Summer Reading 2016 Escaping the Nazis on the Kindertransport


An excellent example of narrative nonfiction, this book tells of the 10,000 children who were evacuated from Germany, Poland, Austria, and Czechoslovakia during the 1930s. Several of the children from various locations are used as examples to give readers a sense of the diversity among those who were sent to Great Britain to escape the Nazis. Some were boys, others were girls; they were from a range of social classes; they might be an only child or have siblings; and the majority were Jewish, but some of them were not. The author describes the lengths some parents went to so that their children would be taken to safety, even though the adults were not allowed to accompany them. And it is heartbreaking to think that those goodbyes at the train station were the last time some of them ever saw each other.

Readers who are unfamiliar with the Kindertransport will hear about the individuals who began the effort and how aid organizations and donors made it all possible. Other events such as Kristallnacht are mentioned to help place the evacuations in context, and descriptions of the various Antisemitism laws and their effects help to show why it was necessary to get the children to safety. Historic photos show the children whose stories are highlighted, as well as other scenes. Quotes from the children and a few of the adults involved help to make the narrative personal and relevant. The children's lives after the war are also related, including the fact that some of them rode in a commemorative Kindertransport in 2009 from Prague to London.

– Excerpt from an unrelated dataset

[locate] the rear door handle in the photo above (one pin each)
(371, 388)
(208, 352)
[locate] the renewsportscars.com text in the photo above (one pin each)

Often in books about World War II there is a focus on the battles, or the concentration camps, but stories about those who helped and who survived are also important. Books such as this one show that even in the darkest times there are good people who are willing to do the right thing and offer assistance to those in need. I especially like that the author points out those 10,000 survivors now have 60,000 kids, grandkids, and great-grandkids who would not be here today if the Kindertransport had not taken place. 

Features that are helpful for using the book in classes or for research include a timeline, glossary, index, bibliography, and discussion questions. There is also a list of book for further reading, and information about the Kindertransport Association (KTA).

Recommended for upper elementary and older. I read an e-book provided by the publisher through NetGalley.